Model shows cooling planet will boost GDP


Wednesday, 15 January, 2020


Model shows cooling planet will boost GDP

Solar geoengineering could play a key role in reducing income inequality between countries, according to research undertaken at the University of California San Diego (UC San Diego).

Solar geoengineering — also known as solar radiation management — is a process that intentionally reflects sunlight away from the Earth’s surface to mitigate global warming.

A team of researchers from UC San Diego have examined the impacts of solar geoengineering on global and country-level economic outcomes, publishing their paper in Nature Communications.

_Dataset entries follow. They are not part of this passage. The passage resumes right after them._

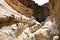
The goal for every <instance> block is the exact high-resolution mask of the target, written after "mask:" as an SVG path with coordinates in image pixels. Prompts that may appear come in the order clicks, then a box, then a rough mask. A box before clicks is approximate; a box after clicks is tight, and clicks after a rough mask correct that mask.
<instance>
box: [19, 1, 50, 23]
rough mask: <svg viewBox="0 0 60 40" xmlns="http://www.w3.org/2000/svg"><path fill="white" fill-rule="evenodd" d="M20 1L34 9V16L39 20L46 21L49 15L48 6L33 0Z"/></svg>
mask: <svg viewBox="0 0 60 40" xmlns="http://www.w3.org/2000/svg"><path fill="white" fill-rule="evenodd" d="M19 2H20V3H22V4H23V5H25V6H26V7H28V8H30V9H32V10H33V16H34V17H35V19H36V20H37V21H39V22H42V21H45V19H46V18H47V17H48V16H49V9H48V7H42V6H39V5H38V4H37V3H35V2H34V1H33V0H19Z"/></svg>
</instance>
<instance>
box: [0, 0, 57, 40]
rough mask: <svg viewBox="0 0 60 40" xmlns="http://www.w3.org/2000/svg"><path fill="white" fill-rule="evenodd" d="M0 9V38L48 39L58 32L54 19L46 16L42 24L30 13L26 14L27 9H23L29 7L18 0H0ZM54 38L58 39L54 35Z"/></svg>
mask: <svg viewBox="0 0 60 40" xmlns="http://www.w3.org/2000/svg"><path fill="white" fill-rule="evenodd" d="M16 2H17V4H15V3H16ZM18 4H19V5H20V6H19V5H18ZM16 5H18V7H17V6H16ZM20 8H21V9H20ZM0 9H1V10H0V40H50V39H53V37H54V36H55V34H56V33H58V32H57V29H56V27H55V20H54V21H53V22H51V18H50V17H48V18H47V19H46V21H45V23H44V25H43V26H42V25H41V24H40V23H39V22H37V21H36V20H35V19H34V17H33V16H31V15H32V13H31V15H28V14H26V12H28V11H24V10H29V8H27V7H25V6H24V5H23V6H22V4H21V3H19V2H18V0H12V1H11V0H0ZM23 9H24V10H23ZM22 10H23V11H22ZM30 11H31V10H30ZM24 12H25V13H24ZM31 12H32V11H31ZM22 13H23V14H22ZM28 13H30V12H28ZM25 14H26V15H25ZM52 26H53V27H52ZM55 30H56V31H55ZM55 38H57V39H58V37H57V36H55V37H54V39H53V40H55Z"/></svg>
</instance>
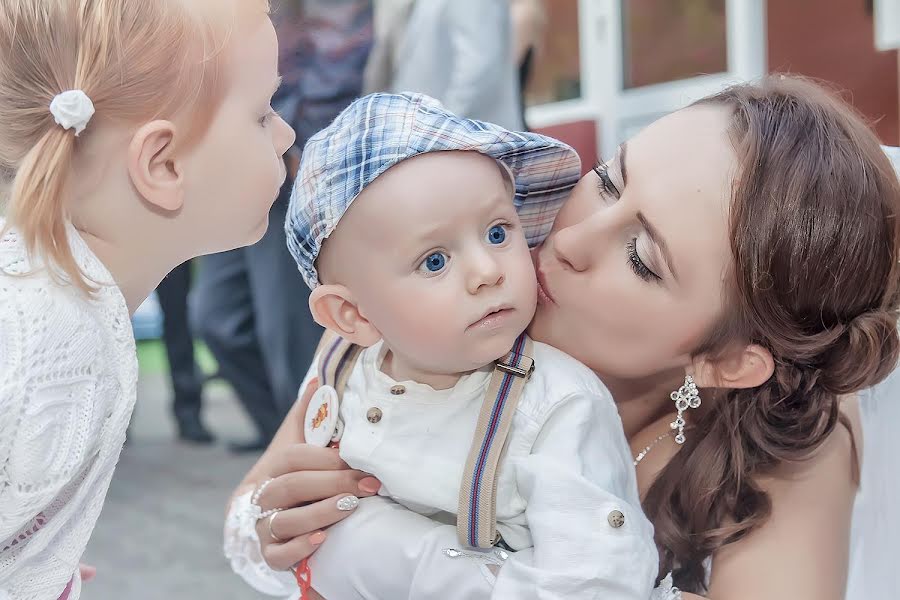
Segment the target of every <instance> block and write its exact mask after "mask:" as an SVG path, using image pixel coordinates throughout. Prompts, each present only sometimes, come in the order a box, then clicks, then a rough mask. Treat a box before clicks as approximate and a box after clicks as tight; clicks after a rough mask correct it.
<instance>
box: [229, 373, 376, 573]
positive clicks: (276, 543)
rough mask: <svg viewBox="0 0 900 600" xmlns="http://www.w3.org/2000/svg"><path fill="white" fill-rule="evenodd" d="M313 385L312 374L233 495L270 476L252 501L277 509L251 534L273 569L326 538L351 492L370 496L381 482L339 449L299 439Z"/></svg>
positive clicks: (301, 556)
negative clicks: (278, 425)
mask: <svg viewBox="0 0 900 600" xmlns="http://www.w3.org/2000/svg"><path fill="white" fill-rule="evenodd" d="M316 389H318V382H317V381H316V380H315V379H313V380H312V381H310V382H309V384H308V385H307V386H306V388H305V390H304V392H303V396H302V397H301V398H300V399H299V400H298V401H297V402H296V403H295V404H294V406H293V407H292V408H291V410H290V412H289V413H288V416H287V417H286V418H285V421H284V423H282V425H281V427H280V428H279V430H278V433H277V434H276V435H275V438H274V439H273V440H272V443H271V444H270V445H269V448H268V449H267V450H266V452H265V454H263V456H262V457H260V459H259V461H258V462H257V463H256V465H254V466H253V468H252V469H251V470H250V472H249V473H248V474H247V476H246V477H245V478H244V481H243V482H242V483H241V486H240V487H239V488H238V490H237V491H236V492H235V495H234V496H235V497H237V496H240V495H243V494H246V493H247V492H248V491H250V490H256V489H259V488H260V486H262V485H263V484H264V483H265V482H266V481H268V480H271V481H269V482H268V483H267V484H266V485H265V489H264V490H263V491H262V493H261V494H259V497H258V498H257V499H256V502H257V504H258V505H259V507H260V509H261V510H262V511H263V512H265V511H267V510H270V509H273V508H280V509H282V510H281V512H278V513H276V515H275V516H274V517H268V518H264V519H260V520H259V521H258V522H257V523H256V533H257V535H258V536H259V542H260V549H261V550H262V556H263V558H264V559H265V561H266V563H267V564H268V565H269V566H270V567H271V568H272V569H275V570H278V571H283V570H287V569H289V568H290V567H292V566H294V565H295V564H297V563H298V562H300V561H301V560H303V559H304V558H307V557H308V556H309V555H310V554H312V553H313V552H314V551H315V550H316V548H317V547H318V546H319V545H321V544H322V542H324V541H325V537H326V535H327V534H326V533H325V531H323V530H324V529H325V528H327V527H328V526H330V525H333V524H334V523H337V522H338V521H340V520H342V519H344V518H346V517H348V516H349V515H351V514H353V510H354V509H355V507H356V502H355V501H354V498H355V497H364V496H371V495H373V494H375V493H377V492H378V490H379V489H380V487H381V483H380V482H379V481H378V480H377V479H375V478H374V477H371V476H369V475H367V474H366V473H362V472H360V471H354V470H351V469H350V468H349V467H348V466H347V464H346V463H345V462H344V461H343V460H341V458H340V456H339V454H338V450H336V449H334V448H319V447H316V446H309V445H307V444H305V443H303V441H304V440H303V419H304V417H305V415H306V407H307V405H308V404H309V401H310V399H311V398H312V395H313V393H314V392H315V391H316ZM345 499H347V500H345ZM342 500H344V502H343V503H342V508H338V503H339V502H340V501H342ZM270 528H271V529H270ZM276 537H277V538H278V539H277V540H276Z"/></svg>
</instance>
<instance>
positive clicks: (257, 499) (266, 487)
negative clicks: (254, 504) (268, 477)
mask: <svg viewBox="0 0 900 600" xmlns="http://www.w3.org/2000/svg"><path fill="white" fill-rule="evenodd" d="M273 481H275V479H273V478H271V477H270V478H269V479H266V480H265V481H263V482H262V483H261V484H259V487H258V488H256V491H255V492H253V495H252V496H250V504H255V505H256V506H259V498H260V496H262V493H263V492H264V491H265V490H266V488H267V487H268V486H269V484H270V483H272V482H273Z"/></svg>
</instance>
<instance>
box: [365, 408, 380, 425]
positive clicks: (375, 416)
mask: <svg viewBox="0 0 900 600" xmlns="http://www.w3.org/2000/svg"><path fill="white" fill-rule="evenodd" d="M381 416H382V415H381V409H380V408H376V407H374V406H373V407H372V408H370V409H369V411H368V412H367V413H366V419H368V420H369V423H378V422H379V421H381Z"/></svg>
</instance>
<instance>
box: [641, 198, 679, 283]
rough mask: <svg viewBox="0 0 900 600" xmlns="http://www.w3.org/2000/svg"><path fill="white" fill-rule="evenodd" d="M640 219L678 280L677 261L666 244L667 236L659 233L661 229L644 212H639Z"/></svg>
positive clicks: (666, 262) (652, 240)
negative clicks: (675, 267)
mask: <svg viewBox="0 0 900 600" xmlns="http://www.w3.org/2000/svg"><path fill="white" fill-rule="evenodd" d="M637 217H638V221H640V222H641V225H643V226H644V230H645V231H646V232H647V235H648V236H649V237H650V241H652V242H653V243H654V244H656V246H657V248H659V250H660V252H661V253H662V255H663V260H664V261H666V266H667V267H668V268H669V272H670V273H671V274H672V277H674V278H675V281H678V273H676V272H675V261H674V260H672V253H671V252H669V246H668V244H666V240H665V238H663V237H662V236H661V235H660V234H659V230H658V229H656V228H655V227H654V226H653V224H652V223H650V221H648V220H647V217H646V216H644V213H642V212H638V214H637Z"/></svg>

The analysis follows the response of gross domestic product (GDP) to the specific pattern of cooling that solar geoengineering produces.

The methodology estimates the historical relationship between climate, represented as mean annual temperature and precipitation, and country-level growth in economic production, measured as GDP per capita. This estimated climate–economy relationship is then applied to project and compare economic outcomes across four different climate scenarios for the next century: if global temperatures stabilise naturally; if temperatures continue to rise; if temperatures were stabilised as a result of geoengineering; and if temperatures were over-cooled from geoengineering efforts.

“While precipitation has little to no effect on GDP growth in our results, there is a relationship for temperatures,” said lead author Anthony Harding, a visiting graduate student with UC San Diego’s School of Global Policy and Strategy from the Georgia Institute of Technology.

“Applying these historical relationships for different models, we find that if temperatures cooled there would be gains in GDP per capita. For some models, these gains are up to 1000% over the course of the century and are largest for countries in the tropics, which historically tend to be poorer.”

In an economic model projecting a solar-geoengineered decrease in the average global temperature of around 3.5°C, the cooler climate would increase average incomes in developing tropical countries, such as Niger, Chad and Mali, by well over 100% over the course of the century, compared with a model where warming continues to occur.

For the US and countries in southern Europe, the same model showed a more moderate increase of about 20%. While the effects for each individual country can vary across models, the changes in temperature associated with solar geoengineering consistently translate into a 50% reduction of global income inequality.

“We find hotter, more populous countries are more sensitive to changes in temperature — whether it is an increase or a decrease,” Harding said.

“Those hotter countries are typically also poorer countries. With solar geoengineering, we find that poorer countries benefit more than richer countries from reductions in temperature, reducing inequalities. Together, the overall global economy grows.”

Understanding the risks and rewards of solar geoengineering

Harding and co-author Assistant Professor Kate Ricke from UC San Diego’s School of Global Policy and Strategy and Scripps Institution of Oceanography highlighted that there are many unknowns about the impacts solar geoengineering intervention efforts would have on the Earth’s atmosphere, a cause of concern for scientists and policymakers.

However, predicting the economic impacts of solar geoengineering is a fundamental step towards understanding the risk trade-off associated with the new field of study, which is advancing rapidly. Many emerging technologies have recently been developed to manipulate the environment and partially offset some of the impacts of climate change.

“There is a problem with solar geoengineering science in that there has been a lot of work on the physical aspects of it; however, there is a gap in research understanding policy-relevant impacts,” Ricke said.

“Our finding of consistent reduction in inter-country inequality can inform discussions of the global distribution of impacts of solar geoengineering, a topic of concern in geoengineering ethics and governance debates.”

The authors explained that their findings underscore the necessity of a robust system of global governance to ensure that any future decisions regarding solar geoengineering deployment are made for collective benefit.